Table 6 KEGG modules with activity significantly associated to patient survival in both KIRC and LIHC tumors. BRCA and PRAD did not show any significant result
Fig. 5
figure 5

Kaplan–Meier survival plots for the Guanine ribonucleotide biosynthesis module (left), the Beta-oxidation module (center) and the Leucine degradation module (right) in KIRC (upper row) and LIHC (lower row) tumors

The rest of modules are related to the production of metabolites involved in cell proliferation or other processes connected to cancer origin or progression.

Conclusions

The associations found between metabolic module activities and patient survival confirms that metabolic modules can be realistically modeled within the proposed framework21 implemented in the Metabolizer software. Moreover, metabolic module activities obtained under the proposed modeling method outperform other methods used to infer metabolic activity, such as GSEA,8 SPIA37, or CBM38 (as implemented in IMAT tool39). And, furthermore, we have validated most of the predictions made by the method in an independent dataset. These results show that metabolic modules can be considered a relevant type of functional module in cancer and probably also in other diseases related to metabolism.

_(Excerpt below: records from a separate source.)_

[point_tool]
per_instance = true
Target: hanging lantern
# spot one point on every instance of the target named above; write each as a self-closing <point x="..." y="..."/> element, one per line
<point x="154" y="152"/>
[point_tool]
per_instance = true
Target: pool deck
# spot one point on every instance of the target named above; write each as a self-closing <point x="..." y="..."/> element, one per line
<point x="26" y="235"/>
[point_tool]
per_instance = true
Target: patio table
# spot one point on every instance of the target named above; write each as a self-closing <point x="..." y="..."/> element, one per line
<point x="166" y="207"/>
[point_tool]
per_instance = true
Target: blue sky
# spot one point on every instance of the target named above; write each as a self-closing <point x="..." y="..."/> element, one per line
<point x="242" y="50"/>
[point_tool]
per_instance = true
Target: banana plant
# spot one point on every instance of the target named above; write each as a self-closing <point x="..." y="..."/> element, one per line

The program Metabolizer allows researchers to easily estimate module metabolic activities from gene expression measurements and use them for different purposes. Thus, the comparison between two conditions can throw light on the subjacent molecular mechanisms that make them different. In this way, disease mechanisms or drug mechanisms of action can easily be interpreted within the context of metabolism. Such comparisons can also be used to derive multigenic predictors with a mechanistic meaning, that have demonstrated to be useful to predict complex traits.4

Diagnostic strategies are rapidly changing in cancer and other diseases because of the availability of increasingly affordable genomic analysis.63 Therapies that specifically target genetic alterations are probing to be safer and more effective than traditional chemotherapies when used in the adequate patient population.64 Perhaps, one of the most relevant aspects of modeling is that models allow predicting the effect of simulated gene expression profiles over the activity of metabolic modules, opening the door to anticipate the effect of intervention on genes. In this respect, Metabolizer constitutes an extremely useful tool for finding putative actionable targets for a specific condition.65 This is very relevant in the context of personalized medicine and can help in finding individualized therapeutic interventions for patients.66 In fact, recent reports indicate that genes involved in metabolic pathways show a remarkable heterogeneity across different cancer patients.67 This suggests that personalized therapies might likely be successful providing the context of the interventions can be properly explored and understood with a tool such as Metabolizer. For example, synthetic lethality, defined as genetic mutations or gene expression alterations with little or null individual effect on cell viability but that results in cell death when combined, offers a promising range of potential therapeutic interventions68 that can only be properly exploited in a framework such as the one provided by Metabolizer.

Therefore, Metabolizer can be considered an innovative tool that enables the use of standard measurements of gene expression in the context of the complexity of the metabolic network, with a direct application in clinic as well as in research in animal models.